The bubble in growth stocks, which burst in 2000, transformed pension fund investment committees from prudent investors into ‘gunslingers’ according to Jeremy Grantham, chairman of GMO, the Boston-based investment management group.
Grantham told an audience of pension fund managers and consultants in the City of London that he had been shocked by the transformation. “For 30 years foundations, endowments and pension funds, 65% of our business, were absolute models of prudence. But between 1995 and 2000 they metamorphosed into a bunch of gunslingers. The pension fund market in general were concerned suddenly not with protecting capital but with keeping up with the competition – making more money than the other guy.”
What turned out to be “the greatest bubble in American history” should have been easy to predict, he said. “The market in 1929 reached 21 times earnings. The next great bull market in 1966 also reached 21 times earnings But in early 2000 it reached 33 times claimed earnings, and 36 times revised earnings. This is enormously higher than 1929. So if you didn’t see it coming you weren’t looking. And if you didn’t act on it you were chicken.
“The growth bubbles are not difficult to spot, but what you do about them may be dangerous to your career. The risks are high, and not for the chicken-hearted. Managers like Gary Brinson of UBS Brinson and Tony Dye of Phillips & Drew both had all the right bets out and hung on as long as they could.” But it is impossible to get the timing of a bubble right, he suggests. “You will never know much about timing and what you do know will be unplayable. You know that the market will eventually go down, but you don’t know when.”
The danger to the market now is over-correction, he suggested. “There aren’t many great bubbles, so you don’t have a lot of confidence in the data, but every great sector bubble has over-corrected by an average of 50%. That’s the phase we’re in at the moment. There is no reason for it to over-correct by this much, but what we can sure of is that it will do so.”
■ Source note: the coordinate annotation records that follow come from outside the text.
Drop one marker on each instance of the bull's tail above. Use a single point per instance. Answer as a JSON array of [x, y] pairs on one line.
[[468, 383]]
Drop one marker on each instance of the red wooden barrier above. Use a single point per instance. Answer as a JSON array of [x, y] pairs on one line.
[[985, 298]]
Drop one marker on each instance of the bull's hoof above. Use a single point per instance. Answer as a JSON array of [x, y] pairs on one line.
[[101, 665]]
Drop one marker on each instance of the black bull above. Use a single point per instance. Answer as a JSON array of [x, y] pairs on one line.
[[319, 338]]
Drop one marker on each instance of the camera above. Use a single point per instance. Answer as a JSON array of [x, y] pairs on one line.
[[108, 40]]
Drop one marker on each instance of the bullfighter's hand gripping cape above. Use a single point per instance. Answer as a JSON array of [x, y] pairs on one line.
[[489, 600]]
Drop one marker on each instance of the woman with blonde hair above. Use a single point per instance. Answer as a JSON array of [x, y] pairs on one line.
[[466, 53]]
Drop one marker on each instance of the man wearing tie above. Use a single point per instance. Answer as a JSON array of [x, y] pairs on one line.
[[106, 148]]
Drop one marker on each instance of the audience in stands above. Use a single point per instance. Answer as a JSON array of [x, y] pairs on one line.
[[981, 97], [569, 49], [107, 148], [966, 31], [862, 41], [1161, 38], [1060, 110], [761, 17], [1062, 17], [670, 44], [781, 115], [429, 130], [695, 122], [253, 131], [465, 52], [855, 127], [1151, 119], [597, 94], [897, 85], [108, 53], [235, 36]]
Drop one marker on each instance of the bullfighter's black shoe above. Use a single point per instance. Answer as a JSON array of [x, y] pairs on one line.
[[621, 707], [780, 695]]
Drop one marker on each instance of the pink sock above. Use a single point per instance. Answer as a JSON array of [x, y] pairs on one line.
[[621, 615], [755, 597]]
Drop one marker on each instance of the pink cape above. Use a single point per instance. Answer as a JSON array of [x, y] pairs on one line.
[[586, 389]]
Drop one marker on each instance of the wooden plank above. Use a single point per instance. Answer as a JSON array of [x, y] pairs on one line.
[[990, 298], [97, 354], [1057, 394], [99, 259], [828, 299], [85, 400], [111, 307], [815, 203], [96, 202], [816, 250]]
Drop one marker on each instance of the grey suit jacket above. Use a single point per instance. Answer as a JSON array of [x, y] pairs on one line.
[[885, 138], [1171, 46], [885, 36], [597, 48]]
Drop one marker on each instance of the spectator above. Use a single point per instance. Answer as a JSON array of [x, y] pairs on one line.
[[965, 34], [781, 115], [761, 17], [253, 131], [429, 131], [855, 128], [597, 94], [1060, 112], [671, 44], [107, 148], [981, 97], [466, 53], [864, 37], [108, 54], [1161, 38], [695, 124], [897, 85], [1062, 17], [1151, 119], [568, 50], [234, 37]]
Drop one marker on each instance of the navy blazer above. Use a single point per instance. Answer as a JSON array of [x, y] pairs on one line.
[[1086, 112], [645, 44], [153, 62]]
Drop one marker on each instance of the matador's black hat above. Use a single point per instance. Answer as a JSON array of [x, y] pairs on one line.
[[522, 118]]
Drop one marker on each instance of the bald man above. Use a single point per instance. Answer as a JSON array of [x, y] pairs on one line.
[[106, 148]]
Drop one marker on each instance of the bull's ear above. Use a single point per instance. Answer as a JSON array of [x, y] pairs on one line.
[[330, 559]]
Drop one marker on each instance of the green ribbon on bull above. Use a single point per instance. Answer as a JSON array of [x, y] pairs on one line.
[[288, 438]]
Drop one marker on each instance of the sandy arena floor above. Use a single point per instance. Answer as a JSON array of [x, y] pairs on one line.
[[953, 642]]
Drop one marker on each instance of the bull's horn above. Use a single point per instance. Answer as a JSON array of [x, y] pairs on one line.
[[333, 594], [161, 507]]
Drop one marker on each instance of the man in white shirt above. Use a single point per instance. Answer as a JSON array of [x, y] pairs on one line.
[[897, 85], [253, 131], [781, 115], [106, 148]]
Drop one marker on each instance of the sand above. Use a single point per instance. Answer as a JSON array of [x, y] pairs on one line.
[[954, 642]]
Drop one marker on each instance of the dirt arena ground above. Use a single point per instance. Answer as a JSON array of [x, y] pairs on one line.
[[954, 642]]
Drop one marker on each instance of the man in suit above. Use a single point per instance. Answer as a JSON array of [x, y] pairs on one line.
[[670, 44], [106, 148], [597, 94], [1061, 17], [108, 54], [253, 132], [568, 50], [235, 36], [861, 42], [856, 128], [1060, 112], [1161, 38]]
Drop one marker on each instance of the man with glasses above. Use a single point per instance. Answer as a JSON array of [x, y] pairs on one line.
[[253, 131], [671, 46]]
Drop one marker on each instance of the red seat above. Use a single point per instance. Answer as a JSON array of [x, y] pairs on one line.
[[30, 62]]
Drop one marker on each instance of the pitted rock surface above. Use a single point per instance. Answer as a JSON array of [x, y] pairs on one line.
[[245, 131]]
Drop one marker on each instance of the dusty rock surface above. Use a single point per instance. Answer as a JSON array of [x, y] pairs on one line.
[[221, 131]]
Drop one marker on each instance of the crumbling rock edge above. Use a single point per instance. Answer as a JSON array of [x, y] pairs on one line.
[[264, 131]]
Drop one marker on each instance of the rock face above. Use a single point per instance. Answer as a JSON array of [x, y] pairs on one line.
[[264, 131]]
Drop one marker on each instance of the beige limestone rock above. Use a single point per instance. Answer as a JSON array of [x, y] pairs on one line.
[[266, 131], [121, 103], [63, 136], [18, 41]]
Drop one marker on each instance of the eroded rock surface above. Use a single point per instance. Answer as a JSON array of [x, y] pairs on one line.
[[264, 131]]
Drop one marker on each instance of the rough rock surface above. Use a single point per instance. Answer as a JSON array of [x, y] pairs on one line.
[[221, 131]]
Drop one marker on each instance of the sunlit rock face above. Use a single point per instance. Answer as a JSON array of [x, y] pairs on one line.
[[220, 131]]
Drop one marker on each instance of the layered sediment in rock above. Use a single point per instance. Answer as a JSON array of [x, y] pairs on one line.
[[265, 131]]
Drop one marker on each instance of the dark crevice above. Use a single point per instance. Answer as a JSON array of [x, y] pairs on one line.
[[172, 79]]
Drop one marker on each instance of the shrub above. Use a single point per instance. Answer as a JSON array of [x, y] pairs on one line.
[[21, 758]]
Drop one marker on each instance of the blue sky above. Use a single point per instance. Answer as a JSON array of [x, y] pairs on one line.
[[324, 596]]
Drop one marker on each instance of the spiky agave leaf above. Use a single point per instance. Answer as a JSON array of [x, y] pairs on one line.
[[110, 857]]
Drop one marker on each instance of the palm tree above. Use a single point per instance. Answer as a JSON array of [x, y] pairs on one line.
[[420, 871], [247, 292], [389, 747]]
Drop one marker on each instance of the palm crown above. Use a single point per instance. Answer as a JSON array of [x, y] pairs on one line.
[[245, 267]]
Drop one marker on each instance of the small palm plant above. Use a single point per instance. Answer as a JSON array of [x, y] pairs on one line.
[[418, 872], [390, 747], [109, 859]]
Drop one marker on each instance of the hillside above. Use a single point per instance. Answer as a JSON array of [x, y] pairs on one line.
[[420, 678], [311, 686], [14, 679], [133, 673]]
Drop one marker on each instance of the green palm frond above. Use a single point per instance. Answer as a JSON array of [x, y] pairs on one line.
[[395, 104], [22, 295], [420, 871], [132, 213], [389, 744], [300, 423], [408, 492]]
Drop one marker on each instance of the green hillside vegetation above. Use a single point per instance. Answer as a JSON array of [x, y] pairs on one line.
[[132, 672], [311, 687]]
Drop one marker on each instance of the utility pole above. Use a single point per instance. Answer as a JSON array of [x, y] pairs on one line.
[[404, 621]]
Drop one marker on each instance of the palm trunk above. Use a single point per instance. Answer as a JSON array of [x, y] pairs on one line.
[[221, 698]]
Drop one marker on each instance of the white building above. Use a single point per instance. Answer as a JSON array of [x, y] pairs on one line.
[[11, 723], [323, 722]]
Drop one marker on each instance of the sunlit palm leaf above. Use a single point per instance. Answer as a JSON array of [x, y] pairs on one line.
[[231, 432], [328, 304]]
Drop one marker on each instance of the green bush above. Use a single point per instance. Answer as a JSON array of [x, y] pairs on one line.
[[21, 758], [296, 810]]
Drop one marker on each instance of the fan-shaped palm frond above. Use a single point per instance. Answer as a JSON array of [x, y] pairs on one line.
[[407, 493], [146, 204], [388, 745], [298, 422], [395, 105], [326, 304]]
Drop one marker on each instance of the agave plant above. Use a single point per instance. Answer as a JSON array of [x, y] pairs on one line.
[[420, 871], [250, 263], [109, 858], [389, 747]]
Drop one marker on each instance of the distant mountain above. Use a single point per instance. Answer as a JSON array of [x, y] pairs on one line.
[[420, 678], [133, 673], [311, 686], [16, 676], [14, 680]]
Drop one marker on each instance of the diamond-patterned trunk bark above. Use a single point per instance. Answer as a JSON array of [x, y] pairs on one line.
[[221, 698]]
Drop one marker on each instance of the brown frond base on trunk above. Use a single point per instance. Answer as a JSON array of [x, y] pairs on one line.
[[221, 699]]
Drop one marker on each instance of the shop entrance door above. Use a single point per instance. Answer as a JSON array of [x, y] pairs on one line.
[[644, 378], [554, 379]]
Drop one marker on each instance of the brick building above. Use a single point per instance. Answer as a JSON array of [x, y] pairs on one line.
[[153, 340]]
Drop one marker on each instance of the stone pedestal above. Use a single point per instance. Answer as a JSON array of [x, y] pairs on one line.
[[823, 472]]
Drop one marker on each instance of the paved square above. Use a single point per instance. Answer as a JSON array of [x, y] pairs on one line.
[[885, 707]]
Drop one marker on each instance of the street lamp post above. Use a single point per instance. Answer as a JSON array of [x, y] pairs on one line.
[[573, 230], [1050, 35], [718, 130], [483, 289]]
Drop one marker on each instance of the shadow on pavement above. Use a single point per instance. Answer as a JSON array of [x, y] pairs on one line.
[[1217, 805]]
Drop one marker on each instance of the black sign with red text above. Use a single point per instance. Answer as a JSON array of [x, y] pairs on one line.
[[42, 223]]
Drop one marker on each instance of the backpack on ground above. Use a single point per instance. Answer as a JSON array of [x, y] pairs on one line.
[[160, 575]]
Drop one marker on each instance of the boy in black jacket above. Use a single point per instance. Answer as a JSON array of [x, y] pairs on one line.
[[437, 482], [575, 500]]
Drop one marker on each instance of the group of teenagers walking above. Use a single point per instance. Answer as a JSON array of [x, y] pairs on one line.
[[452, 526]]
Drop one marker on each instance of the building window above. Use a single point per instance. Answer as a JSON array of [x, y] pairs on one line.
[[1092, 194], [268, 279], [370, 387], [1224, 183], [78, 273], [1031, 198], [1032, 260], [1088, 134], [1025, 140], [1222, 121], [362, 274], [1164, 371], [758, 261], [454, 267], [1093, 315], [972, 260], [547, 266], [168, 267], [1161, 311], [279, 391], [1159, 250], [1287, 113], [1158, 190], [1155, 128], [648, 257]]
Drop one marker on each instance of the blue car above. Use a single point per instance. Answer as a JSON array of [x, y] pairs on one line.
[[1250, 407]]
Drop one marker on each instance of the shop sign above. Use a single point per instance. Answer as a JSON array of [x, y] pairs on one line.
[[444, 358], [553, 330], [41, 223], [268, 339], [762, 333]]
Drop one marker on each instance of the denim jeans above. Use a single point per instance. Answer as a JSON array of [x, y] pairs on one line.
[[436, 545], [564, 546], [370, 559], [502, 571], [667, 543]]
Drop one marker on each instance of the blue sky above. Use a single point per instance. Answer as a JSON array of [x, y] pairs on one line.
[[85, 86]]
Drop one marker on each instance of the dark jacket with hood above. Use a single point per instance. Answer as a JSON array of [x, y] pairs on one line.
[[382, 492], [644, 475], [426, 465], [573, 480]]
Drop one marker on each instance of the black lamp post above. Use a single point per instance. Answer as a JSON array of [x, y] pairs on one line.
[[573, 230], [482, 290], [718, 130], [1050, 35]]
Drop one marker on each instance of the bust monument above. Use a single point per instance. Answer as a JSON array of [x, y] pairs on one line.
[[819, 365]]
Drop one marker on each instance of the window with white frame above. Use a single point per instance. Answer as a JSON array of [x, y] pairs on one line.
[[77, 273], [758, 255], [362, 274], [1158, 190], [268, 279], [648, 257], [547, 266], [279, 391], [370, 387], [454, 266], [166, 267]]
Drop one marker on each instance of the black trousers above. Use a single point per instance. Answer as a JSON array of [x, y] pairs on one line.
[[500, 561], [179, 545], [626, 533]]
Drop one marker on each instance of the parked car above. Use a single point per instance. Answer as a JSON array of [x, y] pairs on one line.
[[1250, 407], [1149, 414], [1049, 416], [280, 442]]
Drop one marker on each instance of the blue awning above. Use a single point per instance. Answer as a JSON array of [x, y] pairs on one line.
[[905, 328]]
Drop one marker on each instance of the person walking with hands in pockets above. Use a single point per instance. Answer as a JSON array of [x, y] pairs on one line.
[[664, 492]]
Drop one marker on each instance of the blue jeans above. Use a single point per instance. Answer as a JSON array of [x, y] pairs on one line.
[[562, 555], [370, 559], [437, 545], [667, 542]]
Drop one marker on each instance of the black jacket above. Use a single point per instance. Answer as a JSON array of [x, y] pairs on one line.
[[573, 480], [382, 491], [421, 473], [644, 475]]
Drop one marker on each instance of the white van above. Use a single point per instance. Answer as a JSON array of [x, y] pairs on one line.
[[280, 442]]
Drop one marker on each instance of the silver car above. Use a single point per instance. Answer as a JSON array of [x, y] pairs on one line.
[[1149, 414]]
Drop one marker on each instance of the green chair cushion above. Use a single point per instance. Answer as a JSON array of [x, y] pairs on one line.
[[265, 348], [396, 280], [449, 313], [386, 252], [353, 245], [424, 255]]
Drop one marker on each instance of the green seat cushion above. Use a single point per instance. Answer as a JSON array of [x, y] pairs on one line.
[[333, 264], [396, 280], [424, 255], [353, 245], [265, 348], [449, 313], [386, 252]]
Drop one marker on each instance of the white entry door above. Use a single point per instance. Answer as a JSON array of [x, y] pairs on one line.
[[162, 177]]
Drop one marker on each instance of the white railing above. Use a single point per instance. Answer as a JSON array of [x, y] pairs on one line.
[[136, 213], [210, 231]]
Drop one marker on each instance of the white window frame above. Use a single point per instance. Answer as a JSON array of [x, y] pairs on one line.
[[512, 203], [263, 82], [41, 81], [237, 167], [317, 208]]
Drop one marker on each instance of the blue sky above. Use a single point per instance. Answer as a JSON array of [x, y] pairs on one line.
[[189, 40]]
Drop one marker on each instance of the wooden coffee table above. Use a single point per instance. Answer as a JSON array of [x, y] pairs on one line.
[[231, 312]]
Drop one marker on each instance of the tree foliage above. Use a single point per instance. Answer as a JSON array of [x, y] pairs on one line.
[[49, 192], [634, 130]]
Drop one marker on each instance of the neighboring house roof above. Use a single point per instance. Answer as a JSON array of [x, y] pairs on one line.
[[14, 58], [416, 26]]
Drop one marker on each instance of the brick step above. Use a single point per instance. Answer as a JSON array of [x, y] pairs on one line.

However, Grantham said that there were still opportunities for institutional investors to make money in the market; in particular there were arbitrage opportunities in international, non-US equities. “There is one terrific bet left and that the US equities market versus non US equities. Non-US markets are simply much less expensive. So the highest quality bet has got to be the spread between them.”
He suggested that the US markets would probably rally this year, and possibly beat the performance of the non-US markets. “But on a seven year horizon the probabilities of non-US equities not winning are very slim indeed. The kind of magnitude by which they can win is very significant – 30 or 40 percentage points. So you can expect to make a decent seven year return in real terms relative the real risk.”
GMO’s seven year forecast of global equity returns predicts an annual return of 8.7% for international (non-US) large caps and 8.8% for international (non-US) small caps. Emerging markets is expected to return 9.2% annually over seven years. “This is currently a very nice market for us to be in. Emerging countries are hugely volatile. In the same nine month period you can have Russia down 40% and Turkey up 70% – a wonderful arbitrage opportunity for a quantitative investor.”
GMO also forecasts a real return of 9.5% annually over seven years for timber “This is the only quality low risk, high return asset class in existence. That’s because the investment world is behaviourally driven. It hates illiquidity and it hates things it doesn’t know. Timber scores brilliantly on both of these.”
He said institutional investors do not have to lose money when a bubble bursts. “In March 2000 there were wonderful opportunities to invest money and make money if you could think outside the box. Had investors been prepared to think this way and say we know the volatility, we know the real return, so let’s build an efficient portfolio, they could have put asset classes together that would have easily given them a positive return in a bear market.
“I was screaming at clients to do that. So what did they do? They took their US equity allocation down from 46% to 45%.”
Grantham warned that although asset managers did not need to lose money they should be prepared to lose clients. He said that GMO lost 35% of its business in the two years before the bubble burst in March 2000. But that is a necessary occupational hazard of a contrarian investor, he concluded. “If you’re not swinging hard enough to take it on the chin every 20 years you’re not swinging hard enough to make money in between.”